Output path: same folder and base name as the video, with .mp3 extension (e.g., <brief-description> - <platform> - <creator name> [<video ID>].mp3).

Use ffmpeg to extract and tag in a single pass:

ffmpeg -i "<video>" -vn -acodec libmp3lame -b:a 128k \
  -metadata title="<talk title>" \
  -metadata artist="<speaker name>" \
  -metadata album_artist="<speaker name>" \
  -metadata album="<series, conference, or platform>" \
  -metadata genre="Speech" \
  -metadata date="<YYYY if known>" \
  -metadata comment="<one-line TL;DR from the markdown>" \
  -id3v2_version 3 \
  "<output>.mp3" -y

Populate the tags from the data already gathered:
- title — the talk title (same as the H1 in the markdown, without the speaker suffix)
- artist / album_artist — the speaker's name (fall back to the creator/channel name from the filename if unknown)
- album — the conference, lecture series, podcast, or platform (e.g., YouTube, TED, Strange Loop 2024). Fall back to the platform prefix from the filename.
- genre — Speech (use Podcast if the source is clearly a podcast episode)
- date — the year, if it can be inferred from the caption or transcription; otherwise omit
- comment — the TL;DR text from the markdown, trimmed to a single line
If ffmpeg fails (e.g., corrupt audio), log the failure and continue with the rest of the pipeline — the markdown summary is still the primary output.

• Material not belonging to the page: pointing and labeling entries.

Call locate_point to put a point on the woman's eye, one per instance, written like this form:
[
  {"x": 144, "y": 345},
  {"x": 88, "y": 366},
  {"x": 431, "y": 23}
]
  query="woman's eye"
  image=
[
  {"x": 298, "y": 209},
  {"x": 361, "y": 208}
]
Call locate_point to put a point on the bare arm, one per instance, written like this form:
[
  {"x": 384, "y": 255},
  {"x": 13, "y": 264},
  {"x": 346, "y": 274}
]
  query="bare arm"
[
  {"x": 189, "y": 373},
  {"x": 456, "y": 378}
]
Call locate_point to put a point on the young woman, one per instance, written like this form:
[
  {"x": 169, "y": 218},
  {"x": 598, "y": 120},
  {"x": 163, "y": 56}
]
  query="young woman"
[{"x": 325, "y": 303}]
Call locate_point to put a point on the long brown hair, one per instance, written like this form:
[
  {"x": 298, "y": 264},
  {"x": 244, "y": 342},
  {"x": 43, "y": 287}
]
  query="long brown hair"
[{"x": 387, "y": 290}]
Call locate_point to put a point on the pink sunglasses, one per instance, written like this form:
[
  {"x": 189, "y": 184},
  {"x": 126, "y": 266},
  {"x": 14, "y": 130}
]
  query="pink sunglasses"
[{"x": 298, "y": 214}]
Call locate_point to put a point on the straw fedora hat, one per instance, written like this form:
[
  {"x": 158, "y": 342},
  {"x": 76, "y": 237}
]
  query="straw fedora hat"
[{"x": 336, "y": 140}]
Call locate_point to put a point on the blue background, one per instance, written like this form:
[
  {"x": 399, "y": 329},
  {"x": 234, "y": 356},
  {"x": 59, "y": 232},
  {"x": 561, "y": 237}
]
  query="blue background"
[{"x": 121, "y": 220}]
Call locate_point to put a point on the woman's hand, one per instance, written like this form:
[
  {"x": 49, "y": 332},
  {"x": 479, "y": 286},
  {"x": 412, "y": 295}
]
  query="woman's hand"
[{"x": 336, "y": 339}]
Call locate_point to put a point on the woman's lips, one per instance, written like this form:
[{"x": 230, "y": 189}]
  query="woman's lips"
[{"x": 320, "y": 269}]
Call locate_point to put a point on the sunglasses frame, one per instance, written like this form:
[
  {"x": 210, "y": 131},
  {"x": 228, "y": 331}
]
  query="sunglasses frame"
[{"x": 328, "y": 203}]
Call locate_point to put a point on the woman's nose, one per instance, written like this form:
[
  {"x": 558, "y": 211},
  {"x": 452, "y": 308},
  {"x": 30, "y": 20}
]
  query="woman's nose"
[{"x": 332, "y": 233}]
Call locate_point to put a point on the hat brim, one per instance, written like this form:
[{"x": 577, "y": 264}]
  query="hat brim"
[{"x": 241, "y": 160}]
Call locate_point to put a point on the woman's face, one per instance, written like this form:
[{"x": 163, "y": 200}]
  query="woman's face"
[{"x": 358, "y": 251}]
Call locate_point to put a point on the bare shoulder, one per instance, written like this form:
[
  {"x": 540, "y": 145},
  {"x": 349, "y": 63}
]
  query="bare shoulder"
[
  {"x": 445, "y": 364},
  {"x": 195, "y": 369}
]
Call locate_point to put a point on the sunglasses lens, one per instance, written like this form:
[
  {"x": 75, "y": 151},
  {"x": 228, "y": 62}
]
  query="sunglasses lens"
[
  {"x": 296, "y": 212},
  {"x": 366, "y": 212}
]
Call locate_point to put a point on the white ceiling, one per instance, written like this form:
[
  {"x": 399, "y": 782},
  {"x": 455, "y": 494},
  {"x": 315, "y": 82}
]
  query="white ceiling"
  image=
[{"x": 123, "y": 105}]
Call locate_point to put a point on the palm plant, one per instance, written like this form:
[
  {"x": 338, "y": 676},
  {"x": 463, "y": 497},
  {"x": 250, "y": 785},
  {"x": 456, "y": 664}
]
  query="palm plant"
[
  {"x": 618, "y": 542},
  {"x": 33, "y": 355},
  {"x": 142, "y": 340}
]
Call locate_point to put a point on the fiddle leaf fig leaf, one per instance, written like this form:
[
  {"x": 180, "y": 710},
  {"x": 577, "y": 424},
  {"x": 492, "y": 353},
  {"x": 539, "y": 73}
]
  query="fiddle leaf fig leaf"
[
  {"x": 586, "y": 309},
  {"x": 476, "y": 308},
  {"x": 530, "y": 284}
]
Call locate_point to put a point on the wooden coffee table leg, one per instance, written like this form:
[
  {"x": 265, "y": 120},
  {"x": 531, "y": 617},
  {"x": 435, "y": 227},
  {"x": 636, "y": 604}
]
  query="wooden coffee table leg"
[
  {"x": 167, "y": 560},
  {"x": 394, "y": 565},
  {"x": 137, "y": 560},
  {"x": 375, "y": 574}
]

8. Append to the processing log

After a video is fully processed (moved, markdown written, and MP3 exported for talks), record it in the prepend-only processing log that lives at the root of the AI Library:

<target>/AI Library/_processing-log.md

The log is prepend-only: new entries go on top (newest first), and past entries are never edited or removed — not even on re-runs. Re-processing a video that's already in the library adds a new entry noting it's a reprocess, leaving the original entry intact. The leading underscore keeps the file out of the topic-folder candidate list from step 5.

Build a compact markdown entry, then prepend it with the bundled script (entry text on stdin):

printf '## %s — %s\n- **Type:** %s\n- **Topic:** %s\n- **Source:** %s\n- **Path:** %s\n- **Summary:** %s\n' \
  "$(date '+%Y-%m-%d %H:%M')" \
  "<final filename>" \
  "<short-form|talk-or-lecture>" \
  "<topic folder>" \
  "<platform> [<video ID>]" \
  "AI Library/<topic>/<final filename>" \
  "<one-line summary>" \
| bash "${CLAUDE_PLUGIN_ROOT}/scripts/log-video.sh" "<target>/AI Library/_processing-log.md"

For re-runs, append (reprocess) to the Type field so the history is self-explanatory. If a video was skipped (blank audio, error), still log it with the reason in Summary and skipped as the Type — the log is a complete record of everything the skill has touched.

9. Parallel processing

Convert all videos to WAV in parallel (background ffmpeg jobs).
Transcribe all videos in parallel (separate bash calls or subagents).
MP3 exports for talks/lectures can also run in parallel once classification is complete.

10. Report

When finished, print a summary table of all videos processed:

Video	Type	Topic Folder	Outputs	Summary

Type — short-form or talk-or-lecture
Outputs — indicate md for every video, and md + mp3 for talks/lectures

Also list any videos that were skipped (blank audio, errors, etc.).